Where an application proposes the construction of a new dwelling on land, that dwelling is not a “detached dwelling” as a matter of law unless the site upon which the dwelling is to be located comprises an allotment of land or otherwise provides the owner of the dwelling with similar, exclusive and unalienable tenure.

This is for two reasons:

  • firstly, the Courts have determined that where a developer intends to divide land in the future, it is inappropriate for a relevant authority to determine a related built form application prior to the division because:
    • logically, in the view of the Courts, the division of land comes before the approval of any development of that land; and
    • to do so has the potential to fetter the relevant authority’s discretion to determine the land division with regard to the relevant provisions of the Development Plan; and
    • the nature of the division will necessarily bear upon the decision to grant consent to the related built form;
  • secondly because the definition of “detached dwelling” in Schedule 1 of the Development Regulations 2008 requires that the dwelling be “on a site that is held exclusively with that dwelling” (our emphasis);
    • the Courts have determined that the term “held exclusively” denotes exclusive and inalienable rights to the owner of the dwelling, which can only be achieved through the grant of title;
    • in the context of development applications, the Courts have determined that, at the very least, “there must be a commitment, in the form of an application to divide the subject land, lodged prior to or contemporaneously with the application for the dwelling, or evidence of the creation of some other appropriate and sufficient form of tenure” (Kermode at [29]).

As a result of these decisions, where an applicant proposes a “detached dwelling” where the dwelling’s site does not comprise an allotment of land, councils have been determining the nature of the development to be an undefined “dwelling” or are otherwise requiring lodgment of a land division application and ensuring that the land division is approved prior to or together with the built form application.

The Paior judgment has taken this line of reasoning considerably further.

This judgment related to two section 86(1)(f) reviews commenced by the Paiors in relation to two development applications, one lodged in 2011 and one lodged in 2013.  The 2011 development application proposed a single, two-storey dwelling on a site which was not an allotment, nor had an approval been issued for the creation of an allotment.  The Council had determined the nature of the dwelling to be a “detached dwelling” as it had been provided with a copy of a plan of division and was informed that the land division would occur after the built form application was approved (the subsequent land division application was lodged after the grant of Development Plan consent to the dwelling application and received full development approval prior to the dwelling application receiving full development approval).

In its decision on the 2011 application, the Court found that the dwelling was not a “detached dwelling” at the time that this application was assessed and that the dwelling only became a “detached dwelling” when the approved plan of division was lodged for registration at the Land Titles Office.

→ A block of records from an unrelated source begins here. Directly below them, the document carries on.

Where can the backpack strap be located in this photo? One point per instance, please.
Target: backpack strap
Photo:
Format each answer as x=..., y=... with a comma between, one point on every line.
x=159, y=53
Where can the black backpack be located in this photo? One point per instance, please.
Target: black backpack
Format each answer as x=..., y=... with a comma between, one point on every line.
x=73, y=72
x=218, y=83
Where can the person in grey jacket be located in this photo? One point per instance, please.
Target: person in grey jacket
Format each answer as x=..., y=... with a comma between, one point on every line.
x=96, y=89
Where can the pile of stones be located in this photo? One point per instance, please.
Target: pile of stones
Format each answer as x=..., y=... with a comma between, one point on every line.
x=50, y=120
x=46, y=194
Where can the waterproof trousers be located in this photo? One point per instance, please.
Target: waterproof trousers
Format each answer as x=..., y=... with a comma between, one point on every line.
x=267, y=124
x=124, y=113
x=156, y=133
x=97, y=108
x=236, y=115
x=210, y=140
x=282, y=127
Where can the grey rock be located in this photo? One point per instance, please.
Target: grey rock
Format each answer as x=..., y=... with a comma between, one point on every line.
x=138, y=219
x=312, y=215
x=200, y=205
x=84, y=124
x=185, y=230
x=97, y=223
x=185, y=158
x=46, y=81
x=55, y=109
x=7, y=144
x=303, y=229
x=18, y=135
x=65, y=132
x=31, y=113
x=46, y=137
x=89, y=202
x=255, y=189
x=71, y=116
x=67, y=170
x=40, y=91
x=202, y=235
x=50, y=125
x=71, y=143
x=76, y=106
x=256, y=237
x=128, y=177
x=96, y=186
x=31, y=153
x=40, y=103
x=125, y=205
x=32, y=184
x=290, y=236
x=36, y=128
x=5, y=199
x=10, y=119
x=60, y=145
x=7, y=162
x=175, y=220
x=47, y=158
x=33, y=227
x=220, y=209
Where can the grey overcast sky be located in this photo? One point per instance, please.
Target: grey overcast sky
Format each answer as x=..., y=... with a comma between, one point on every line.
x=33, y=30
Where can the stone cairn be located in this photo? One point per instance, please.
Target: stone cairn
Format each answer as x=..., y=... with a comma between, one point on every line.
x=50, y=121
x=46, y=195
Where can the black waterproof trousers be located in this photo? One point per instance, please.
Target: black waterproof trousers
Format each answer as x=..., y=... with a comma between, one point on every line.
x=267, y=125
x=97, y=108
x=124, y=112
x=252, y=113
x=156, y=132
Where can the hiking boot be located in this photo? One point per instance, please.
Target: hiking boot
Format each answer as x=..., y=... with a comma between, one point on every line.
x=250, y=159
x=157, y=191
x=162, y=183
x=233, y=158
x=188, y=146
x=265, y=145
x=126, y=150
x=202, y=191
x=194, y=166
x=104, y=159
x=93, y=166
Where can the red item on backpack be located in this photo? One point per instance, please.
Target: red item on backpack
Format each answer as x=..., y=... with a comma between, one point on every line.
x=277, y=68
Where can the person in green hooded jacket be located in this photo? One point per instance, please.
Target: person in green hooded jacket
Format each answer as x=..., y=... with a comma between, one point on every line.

This decision is significant as it means that an application for a dwelling cannot be determined to be a “detached dwelling” (or, for that matter, a semi-detached or row dwelling, each definition for which also requires a site that is “held exclusively” with that dwelling) unless and until a land division application has received full development approval and a section 51 certificate from the DAC and the approved plan of division lodged for registration (necessitating the payment of stamp duty and all other fees and taxes associated with the creation of a new allotment).

Given the state of the South Australian economy and the already precarious lending conditions facing developers which, in turn, is increasing pressure upon them to seek approval for built form applications as soon as possible, we consider that this judgment will create considerably backlash amongst developers and may, finally, lead to reform of the relevant definitions in Schedule 1.

In the meantime however, the judgment of the ERD Court is clear and means that councils will need to reassess the way in which dwelling applications are processed and determined.